Man contrite for Marine attack

Burned van when told of son's death

December 20, 2004|Associated Press

HIALEAH, Fla. -- A man has apologized for setting fire to a Marine van and burning himself by mistake after a military team arrived at his home to tell him his son, who was raised in Massachusetts, had been killed in Iraq.

"Thank God they opened their hearts to see me," Carlos Luis Arredondo said after the private meeting Saturday at a Marine base in suburban Miami.

Arredondo was celebrating his 44th birthday Aug. 25 and had his phone in his pocket expecting his son, Lance Corporal Alexander Arredondo, 20, to call with best wishes. But the elder man went berserk after he learned from three Marines that his son had died in combat in Najaf, Iraq.

After the hourlong meeting Saturday, everyone stepped outside, and Arredondo saluted and embraced the Marines.

"Whatever happened out there wasn't about them," he said afterward. "I wanted them to understand I am very, very sorry."

Arredondo and his wife, Melida, talked to the Marines about two scholarships in his son's name -- one created by the Marines and the other by Blue Hills Regional Technical School in Canton.

The younger Arredondo, a 2002 graduate of Blue Hills, was on his second tour of duty in Iraq when he died.

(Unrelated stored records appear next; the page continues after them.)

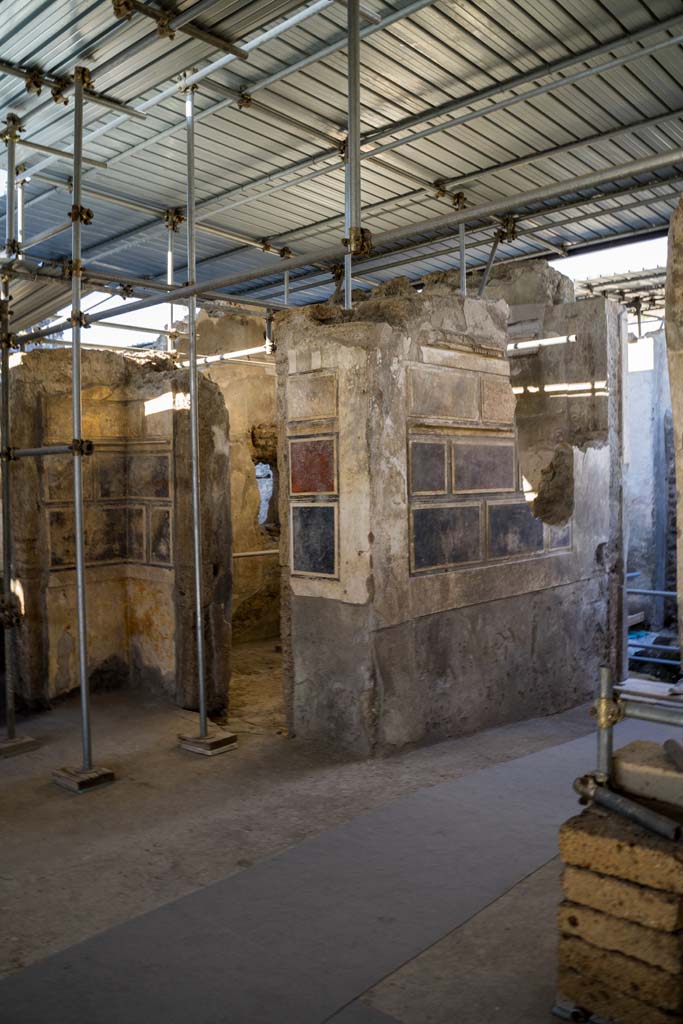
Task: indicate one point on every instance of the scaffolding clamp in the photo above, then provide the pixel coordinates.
(81, 213)
(79, 318)
(607, 713)
(164, 19)
(81, 446)
(34, 81)
(12, 128)
(10, 611)
(83, 75)
(57, 91)
(508, 229)
(173, 217)
(123, 8)
(359, 242)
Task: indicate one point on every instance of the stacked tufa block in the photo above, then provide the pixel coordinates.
(621, 952)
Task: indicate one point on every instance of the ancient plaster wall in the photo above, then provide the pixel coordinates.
(249, 391)
(421, 597)
(137, 527)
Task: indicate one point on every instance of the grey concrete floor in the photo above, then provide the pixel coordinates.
(173, 822)
(499, 967)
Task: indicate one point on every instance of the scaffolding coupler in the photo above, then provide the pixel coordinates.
(359, 242)
(82, 213)
(81, 446)
(10, 611)
(173, 217)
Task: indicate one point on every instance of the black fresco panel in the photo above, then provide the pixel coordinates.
(445, 536)
(161, 536)
(484, 467)
(313, 540)
(427, 468)
(513, 530)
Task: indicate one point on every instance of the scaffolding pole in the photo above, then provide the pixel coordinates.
(352, 186)
(206, 742)
(10, 607)
(87, 776)
(169, 278)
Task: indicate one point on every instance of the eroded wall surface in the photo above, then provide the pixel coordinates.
(650, 484)
(141, 628)
(249, 391)
(421, 596)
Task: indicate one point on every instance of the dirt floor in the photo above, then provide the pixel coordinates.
(173, 822)
(256, 688)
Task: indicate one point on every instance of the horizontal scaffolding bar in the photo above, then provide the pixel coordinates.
(660, 714)
(51, 232)
(45, 450)
(652, 646)
(255, 554)
(29, 143)
(655, 660)
(63, 87)
(652, 593)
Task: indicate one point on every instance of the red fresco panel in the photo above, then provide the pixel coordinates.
(312, 466)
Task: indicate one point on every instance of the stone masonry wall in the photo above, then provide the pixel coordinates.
(421, 596)
(137, 527)
(249, 392)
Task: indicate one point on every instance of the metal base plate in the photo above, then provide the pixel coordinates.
(78, 780)
(17, 744)
(568, 1012)
(215, 742)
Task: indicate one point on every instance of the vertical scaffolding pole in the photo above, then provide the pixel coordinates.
(352, 190)
(20, 185)
(205, 742)
(169, 280)
(604, 713)
(489, 263)
(10, 611)
(87, 776)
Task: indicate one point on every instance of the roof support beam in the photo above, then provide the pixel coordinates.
(243, 194)
(236, 197)
(455, 218)
(164, 19)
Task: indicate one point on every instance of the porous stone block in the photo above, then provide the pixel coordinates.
(642, 769)
(82, 779)
(600, 998)
(663, 949)
(650, 907)
(632, 977)
(611, 845)
(210, 745)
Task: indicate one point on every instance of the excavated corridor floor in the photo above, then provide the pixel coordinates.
(173, 823)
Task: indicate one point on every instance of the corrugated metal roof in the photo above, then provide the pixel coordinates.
(442, 52)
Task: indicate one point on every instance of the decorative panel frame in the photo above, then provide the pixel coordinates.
(471, 507)
(301, 440)
(295, 509)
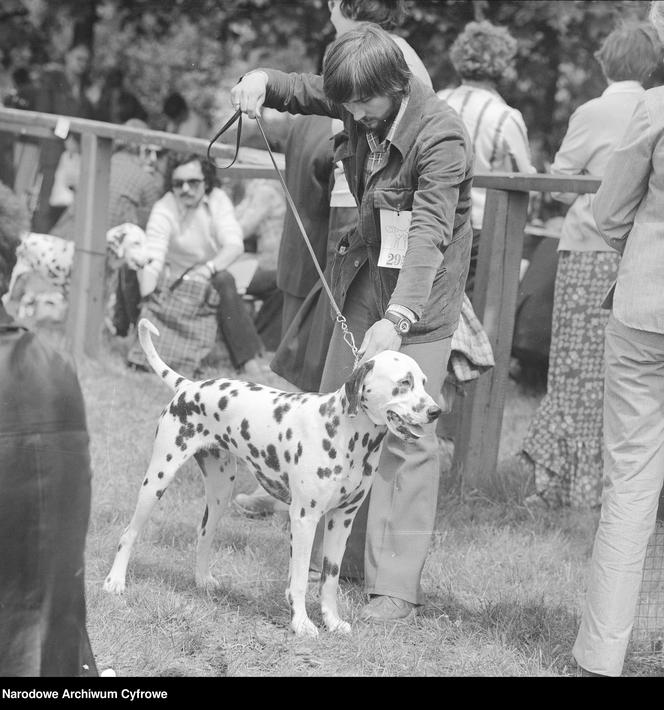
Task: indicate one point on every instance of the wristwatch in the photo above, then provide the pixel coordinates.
(401, 324)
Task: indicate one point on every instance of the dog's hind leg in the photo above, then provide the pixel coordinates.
(338, 523)
(303, 527)
(160, 473)
(219, 469)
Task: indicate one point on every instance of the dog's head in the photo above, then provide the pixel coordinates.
(128, 243)
(389, 388)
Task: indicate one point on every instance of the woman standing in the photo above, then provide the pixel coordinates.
(563, 447)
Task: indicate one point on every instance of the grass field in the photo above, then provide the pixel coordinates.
(504, 584)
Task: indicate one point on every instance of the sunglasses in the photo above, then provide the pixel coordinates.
(192, 182)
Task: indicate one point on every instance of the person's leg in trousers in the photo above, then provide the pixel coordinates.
(263, 286)
(237, 327)
(360, 313)
(289, 309)
(127, 300)
(404, 496)
(633, 474)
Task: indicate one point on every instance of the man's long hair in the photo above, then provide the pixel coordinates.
(364, 63)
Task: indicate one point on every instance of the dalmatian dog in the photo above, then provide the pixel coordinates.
(316, 452)
(52, 257)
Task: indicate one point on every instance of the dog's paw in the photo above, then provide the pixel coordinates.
(304, 627)
(207, 582)
(114, 586)
(337, 625)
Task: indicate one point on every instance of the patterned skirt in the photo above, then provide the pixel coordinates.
(563, 447)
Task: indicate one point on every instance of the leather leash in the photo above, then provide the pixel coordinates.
(237, 116)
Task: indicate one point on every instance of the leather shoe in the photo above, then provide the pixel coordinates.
(384, 608)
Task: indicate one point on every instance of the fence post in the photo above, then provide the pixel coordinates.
(86, 298)
(494, 301)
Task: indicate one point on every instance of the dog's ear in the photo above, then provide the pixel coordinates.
(354, 386)
(114, 239)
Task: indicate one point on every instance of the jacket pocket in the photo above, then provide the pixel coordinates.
(394, 199)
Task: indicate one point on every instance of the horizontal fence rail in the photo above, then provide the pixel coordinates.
(479, 423)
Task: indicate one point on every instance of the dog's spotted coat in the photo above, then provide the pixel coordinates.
(316, 452)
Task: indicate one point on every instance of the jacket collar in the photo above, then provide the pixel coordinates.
(407, 130)
(7, 322)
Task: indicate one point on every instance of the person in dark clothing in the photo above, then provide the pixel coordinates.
(44, 493)
(61, 91)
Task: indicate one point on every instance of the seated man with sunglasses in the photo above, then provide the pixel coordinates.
(194, 225)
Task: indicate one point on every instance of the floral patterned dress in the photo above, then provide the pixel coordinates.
(563, 446)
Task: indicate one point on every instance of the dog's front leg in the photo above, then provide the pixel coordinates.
(338, 523)
(218, 469)
(303, 527)
(160, 473)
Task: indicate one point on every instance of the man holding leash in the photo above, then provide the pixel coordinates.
(409, 166)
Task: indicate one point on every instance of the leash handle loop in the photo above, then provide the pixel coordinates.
(291, 204)
(237, 116)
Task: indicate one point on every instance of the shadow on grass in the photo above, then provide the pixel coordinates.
(533, 627)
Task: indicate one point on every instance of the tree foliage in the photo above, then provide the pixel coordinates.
(201, 47)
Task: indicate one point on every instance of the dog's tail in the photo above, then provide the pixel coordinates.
(170, 377)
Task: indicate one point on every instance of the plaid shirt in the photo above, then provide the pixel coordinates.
(378, 150)
(132, 191)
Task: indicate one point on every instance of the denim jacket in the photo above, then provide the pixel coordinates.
(428, 172)
(629, 215)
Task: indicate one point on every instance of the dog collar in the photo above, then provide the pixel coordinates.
(401, 324)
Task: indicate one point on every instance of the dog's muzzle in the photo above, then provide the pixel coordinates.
(408, 429)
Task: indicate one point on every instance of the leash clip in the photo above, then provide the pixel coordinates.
(348, 337)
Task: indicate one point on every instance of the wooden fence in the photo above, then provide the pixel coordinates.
(494, 300)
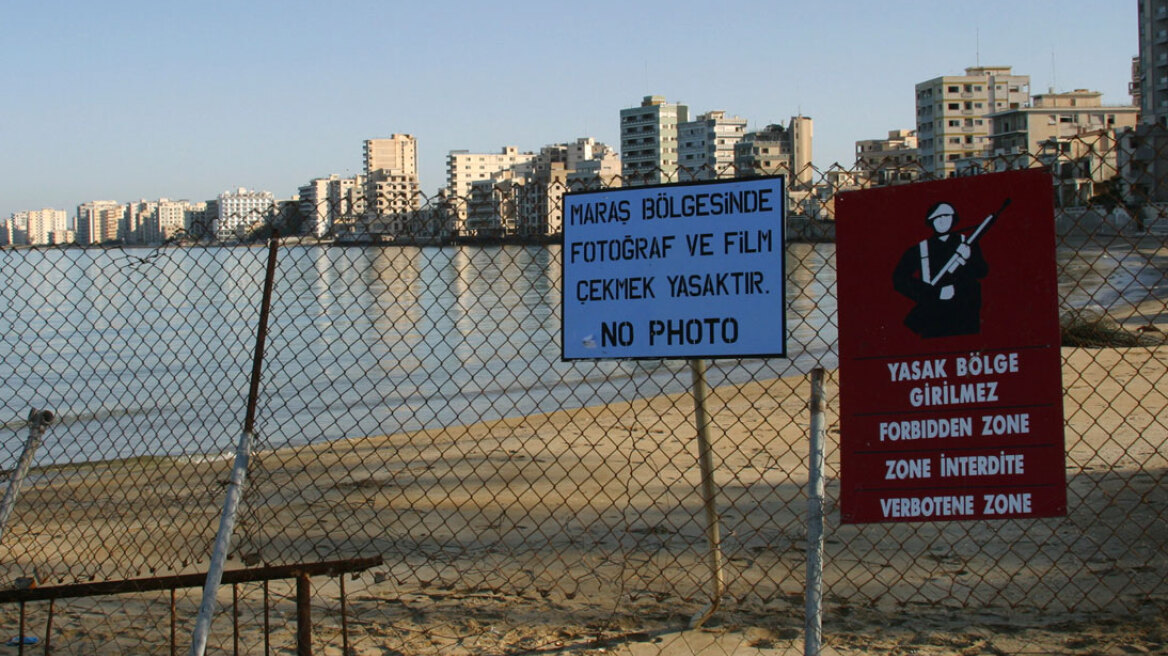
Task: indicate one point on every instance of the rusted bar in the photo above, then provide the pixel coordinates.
(303, 615)
(257, 362)
(222, 546)
(101, 588)
(235, 619)
(20, 643)
(268, 625)
(345, 620)
(48, 628)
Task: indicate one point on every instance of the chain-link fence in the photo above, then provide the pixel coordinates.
(414, 407)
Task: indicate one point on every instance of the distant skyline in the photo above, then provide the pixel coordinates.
(143, 99)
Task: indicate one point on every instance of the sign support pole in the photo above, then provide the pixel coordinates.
(706, 461)
(37, 423)
(814, 597)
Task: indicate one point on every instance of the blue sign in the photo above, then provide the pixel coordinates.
(676, 271)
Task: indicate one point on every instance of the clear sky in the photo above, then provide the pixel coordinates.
(145, 99)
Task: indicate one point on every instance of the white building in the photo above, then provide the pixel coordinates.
(706, 145)
(889, 161)
(778, 149)
(1022, 131)
(40, 227)
(391, 174)
(648, 141)
(952, 113)
(241, 211)
(314, 208)
(464, 168)
(99, 221)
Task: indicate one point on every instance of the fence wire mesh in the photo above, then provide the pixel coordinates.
(414, 406)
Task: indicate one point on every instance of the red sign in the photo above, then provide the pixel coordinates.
(950, 367)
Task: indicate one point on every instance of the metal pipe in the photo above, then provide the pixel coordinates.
(20, 643)
(37, 421)
(235, 619)
(303, 615)
(268, 621)
(706, 462)
(238, 472)
(48, 628)
(345, 619)
(814, 594)
(174, 623)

"I couldn't believe they were saying that to me when I was waiting for my son to call," said Arredondo, who was working on a fence in his Hollywood yard. He ran to the backyard to tell his mother and called his son Brian, 17, who lives in Maine with Arredondo's former wife, Victoria Foley.

"I got very upset. I felt like it was a bad joke or bad dream," he said. "I was crying. . . . I was calling for Alex."

Arredondo grabbed a propane torch and a gasoline can from his garage, yelled at the Marines to leave, smashed their van window with a hammer, and climbed inside.

Arredondo's mother grabbed his left hand to pull him out, and he said he mistakenly turned on the torch trying to brace himself. An explosion blew him out of the van.

The Marines put out the flames on his body. Jackson Memorial Hospital has given him a plan to pay his $43,000 bill for burns that covered 26 percent of his body.

Arredondo has visited veterans in Boston hospitals and talked to other families who have lost children in Iraq.

The family has put together more than 10 scrapbooks about his son's life and death, including a Purple Heart certificate, pictures of his 21-gun salute, and childhood drawings. Arredondo said that looking at his son's mementos is his therapy.